I mimo że w skład projektu wchodzą wyśmienici muzycy, twierdzą, że nie oni są tu najważniejsi. – Celem zespołu jest stworzenie takiej atmosfery, by publiczność miała możliwość spotkania się z Bogiem, ale nie takim przeintelektualizowanym, lecz z Bogiem żywym – mówi ks. Marcin Moks, członek zespołu. – Wiemy, że nasze talenty dostaliśmy od Boga i chcemy przez nie oddawać Jemu chwałę. Człowiek właśnie do tego jest powołany – do wielbienia Boga. Na wieczorach chwały, które prowadzimy, staramy się nie zasłaniać sobą Jezusa.
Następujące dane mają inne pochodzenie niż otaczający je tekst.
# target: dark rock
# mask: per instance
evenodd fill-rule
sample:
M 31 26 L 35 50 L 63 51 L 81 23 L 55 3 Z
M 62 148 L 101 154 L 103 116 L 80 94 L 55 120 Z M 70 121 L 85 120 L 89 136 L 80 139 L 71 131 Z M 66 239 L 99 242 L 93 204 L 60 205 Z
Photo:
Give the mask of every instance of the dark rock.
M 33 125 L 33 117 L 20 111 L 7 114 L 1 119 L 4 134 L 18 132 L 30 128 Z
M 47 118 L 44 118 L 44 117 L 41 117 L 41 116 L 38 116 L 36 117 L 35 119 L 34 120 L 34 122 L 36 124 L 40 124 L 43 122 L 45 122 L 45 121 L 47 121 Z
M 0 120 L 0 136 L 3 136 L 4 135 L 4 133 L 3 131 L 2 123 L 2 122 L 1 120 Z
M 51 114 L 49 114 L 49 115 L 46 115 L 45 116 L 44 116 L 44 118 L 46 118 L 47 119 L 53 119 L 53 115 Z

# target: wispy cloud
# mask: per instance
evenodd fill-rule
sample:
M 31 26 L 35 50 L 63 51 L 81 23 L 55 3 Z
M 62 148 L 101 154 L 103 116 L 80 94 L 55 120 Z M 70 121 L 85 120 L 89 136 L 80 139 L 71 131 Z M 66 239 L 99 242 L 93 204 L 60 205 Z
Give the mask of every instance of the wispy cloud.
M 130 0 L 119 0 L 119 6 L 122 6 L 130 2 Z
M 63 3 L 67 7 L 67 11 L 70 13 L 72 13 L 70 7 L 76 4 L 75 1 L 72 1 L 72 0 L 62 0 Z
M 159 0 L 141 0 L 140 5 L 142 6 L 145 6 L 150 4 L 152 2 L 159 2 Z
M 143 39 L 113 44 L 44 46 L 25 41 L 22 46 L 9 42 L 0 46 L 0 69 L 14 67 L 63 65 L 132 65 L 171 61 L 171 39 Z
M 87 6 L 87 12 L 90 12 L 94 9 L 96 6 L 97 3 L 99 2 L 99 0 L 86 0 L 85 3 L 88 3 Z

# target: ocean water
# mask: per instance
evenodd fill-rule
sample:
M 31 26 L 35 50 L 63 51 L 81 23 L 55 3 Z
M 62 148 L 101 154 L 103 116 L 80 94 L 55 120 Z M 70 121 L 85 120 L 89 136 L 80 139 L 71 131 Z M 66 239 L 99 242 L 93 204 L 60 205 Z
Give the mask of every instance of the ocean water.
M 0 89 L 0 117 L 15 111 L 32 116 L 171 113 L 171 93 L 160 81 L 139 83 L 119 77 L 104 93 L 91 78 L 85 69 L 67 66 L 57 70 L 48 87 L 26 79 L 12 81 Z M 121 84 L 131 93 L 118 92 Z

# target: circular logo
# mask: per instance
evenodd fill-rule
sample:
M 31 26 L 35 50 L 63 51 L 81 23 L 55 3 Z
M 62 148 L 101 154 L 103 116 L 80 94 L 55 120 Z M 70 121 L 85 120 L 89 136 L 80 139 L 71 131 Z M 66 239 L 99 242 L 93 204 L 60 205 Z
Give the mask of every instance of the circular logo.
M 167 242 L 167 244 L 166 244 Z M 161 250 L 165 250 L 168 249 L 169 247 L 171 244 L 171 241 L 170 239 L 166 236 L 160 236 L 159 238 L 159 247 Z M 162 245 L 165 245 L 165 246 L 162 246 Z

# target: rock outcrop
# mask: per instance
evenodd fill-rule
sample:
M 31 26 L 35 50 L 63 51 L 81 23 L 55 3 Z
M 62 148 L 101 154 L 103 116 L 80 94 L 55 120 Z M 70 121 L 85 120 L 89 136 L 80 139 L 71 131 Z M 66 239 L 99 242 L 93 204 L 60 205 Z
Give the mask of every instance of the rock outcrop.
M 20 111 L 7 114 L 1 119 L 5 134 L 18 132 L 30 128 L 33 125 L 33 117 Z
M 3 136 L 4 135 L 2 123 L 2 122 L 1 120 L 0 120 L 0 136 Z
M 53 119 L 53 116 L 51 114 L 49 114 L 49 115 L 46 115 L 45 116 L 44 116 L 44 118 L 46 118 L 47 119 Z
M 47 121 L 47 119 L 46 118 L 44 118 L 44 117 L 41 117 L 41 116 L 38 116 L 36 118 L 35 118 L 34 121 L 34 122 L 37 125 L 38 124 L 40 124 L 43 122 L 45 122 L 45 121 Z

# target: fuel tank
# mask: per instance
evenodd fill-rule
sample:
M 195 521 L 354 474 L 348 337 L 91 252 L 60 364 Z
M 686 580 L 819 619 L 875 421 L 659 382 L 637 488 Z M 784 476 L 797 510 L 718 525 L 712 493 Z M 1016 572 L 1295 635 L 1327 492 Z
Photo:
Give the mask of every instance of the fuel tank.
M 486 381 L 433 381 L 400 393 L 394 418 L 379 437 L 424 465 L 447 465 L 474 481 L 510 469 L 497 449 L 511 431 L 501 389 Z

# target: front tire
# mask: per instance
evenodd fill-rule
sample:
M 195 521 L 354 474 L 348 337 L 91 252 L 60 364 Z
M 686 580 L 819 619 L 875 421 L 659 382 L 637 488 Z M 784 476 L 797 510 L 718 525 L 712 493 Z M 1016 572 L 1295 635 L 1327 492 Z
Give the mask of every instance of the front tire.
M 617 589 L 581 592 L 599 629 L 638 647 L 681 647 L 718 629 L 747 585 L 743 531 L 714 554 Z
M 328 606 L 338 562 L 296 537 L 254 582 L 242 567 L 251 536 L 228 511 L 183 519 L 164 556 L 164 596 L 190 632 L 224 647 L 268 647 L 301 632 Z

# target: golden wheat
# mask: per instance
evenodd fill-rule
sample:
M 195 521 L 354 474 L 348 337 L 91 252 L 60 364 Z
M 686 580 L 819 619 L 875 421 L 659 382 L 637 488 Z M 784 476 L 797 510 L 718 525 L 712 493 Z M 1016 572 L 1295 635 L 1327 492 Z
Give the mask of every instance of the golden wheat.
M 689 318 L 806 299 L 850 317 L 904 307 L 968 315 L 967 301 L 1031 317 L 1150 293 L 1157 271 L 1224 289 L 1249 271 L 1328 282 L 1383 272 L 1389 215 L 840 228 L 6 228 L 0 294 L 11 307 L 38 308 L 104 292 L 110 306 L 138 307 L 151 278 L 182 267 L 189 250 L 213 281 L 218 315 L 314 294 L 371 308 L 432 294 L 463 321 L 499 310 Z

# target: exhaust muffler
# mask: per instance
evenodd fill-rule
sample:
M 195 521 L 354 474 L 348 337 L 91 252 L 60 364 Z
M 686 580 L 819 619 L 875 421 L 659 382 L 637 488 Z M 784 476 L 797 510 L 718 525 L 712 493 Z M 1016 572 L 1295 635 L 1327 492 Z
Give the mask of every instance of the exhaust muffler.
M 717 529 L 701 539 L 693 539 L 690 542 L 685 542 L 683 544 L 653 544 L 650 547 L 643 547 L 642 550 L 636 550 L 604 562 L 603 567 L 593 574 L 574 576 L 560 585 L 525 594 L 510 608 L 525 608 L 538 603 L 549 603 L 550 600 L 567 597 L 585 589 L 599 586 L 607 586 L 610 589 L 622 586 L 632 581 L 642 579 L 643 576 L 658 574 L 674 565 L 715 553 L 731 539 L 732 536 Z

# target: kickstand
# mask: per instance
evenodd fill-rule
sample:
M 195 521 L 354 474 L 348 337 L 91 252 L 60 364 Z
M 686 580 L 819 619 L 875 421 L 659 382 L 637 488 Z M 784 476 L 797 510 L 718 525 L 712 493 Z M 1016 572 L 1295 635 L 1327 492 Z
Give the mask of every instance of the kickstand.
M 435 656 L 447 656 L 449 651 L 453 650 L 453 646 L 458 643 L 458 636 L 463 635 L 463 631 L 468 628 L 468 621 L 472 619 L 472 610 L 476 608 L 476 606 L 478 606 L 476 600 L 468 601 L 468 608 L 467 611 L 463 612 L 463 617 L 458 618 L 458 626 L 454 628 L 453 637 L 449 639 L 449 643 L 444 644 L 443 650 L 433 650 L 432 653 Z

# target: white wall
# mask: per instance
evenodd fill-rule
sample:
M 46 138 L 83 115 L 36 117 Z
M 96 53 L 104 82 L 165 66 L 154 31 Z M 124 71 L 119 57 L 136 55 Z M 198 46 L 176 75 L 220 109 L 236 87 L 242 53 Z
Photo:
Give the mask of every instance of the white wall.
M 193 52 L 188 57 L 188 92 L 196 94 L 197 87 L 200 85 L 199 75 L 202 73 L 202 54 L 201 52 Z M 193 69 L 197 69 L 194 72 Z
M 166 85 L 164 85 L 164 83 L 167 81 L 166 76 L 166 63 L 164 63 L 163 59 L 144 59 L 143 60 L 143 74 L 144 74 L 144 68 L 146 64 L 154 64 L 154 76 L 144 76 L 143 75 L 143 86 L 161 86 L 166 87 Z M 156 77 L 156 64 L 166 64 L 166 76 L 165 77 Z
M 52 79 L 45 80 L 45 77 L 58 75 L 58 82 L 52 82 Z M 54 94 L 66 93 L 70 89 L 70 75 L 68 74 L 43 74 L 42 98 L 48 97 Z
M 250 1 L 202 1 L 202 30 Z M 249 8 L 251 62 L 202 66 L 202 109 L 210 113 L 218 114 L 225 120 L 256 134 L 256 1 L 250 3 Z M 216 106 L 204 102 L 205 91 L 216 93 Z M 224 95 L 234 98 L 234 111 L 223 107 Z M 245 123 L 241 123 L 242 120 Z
Dlatego przez niemal dwie godziny zebrani adorowali Najświętszy Sakrament, słuchając słów Jana Pawła II i utworów zespołu EPA. Czy efekt został osiągnięty? – Było... Bosko! – opowiada z zachwytem Małgorzata Tryzno, która wraz z mężem przyjechała z Sulejówka, by wysłuchać koncertu. – Zupełnie nie spodziewałam się takiego obrotu sprawy. Nie pamiętam już, kiedy byłam tak długo na adoracji, więc pomysł wydaje mi się tym bardziej trafiony. Walory artystyczne zespołu, wspólna modlitwa, klimat uwielbienia i wyciszenia, spacer Jezusa Eucharystycznego wśród modlących się – rewelacja! – opowiada.
Jej mąż, muzyk z wykształcenia, dodaje, że "na rynku muzycznym jest tyle chłamu opakowanego w piękne pudełka, a tu wystąpił wspaniały, profesjonalny zespół". – Niesamowite brzmienie, piękne wokale, bogactwo instrumentów, jestem pod wrażeniem – mówi Janusz Tryzno. Chyba tego samego zdania była reszta zebranych, gdyż na koniec muzycy nagrodzeni zostali oklaskami na stojąco, a płyty, które można było kupić po modlitwie, rozeszły się jak świeże bułeczki.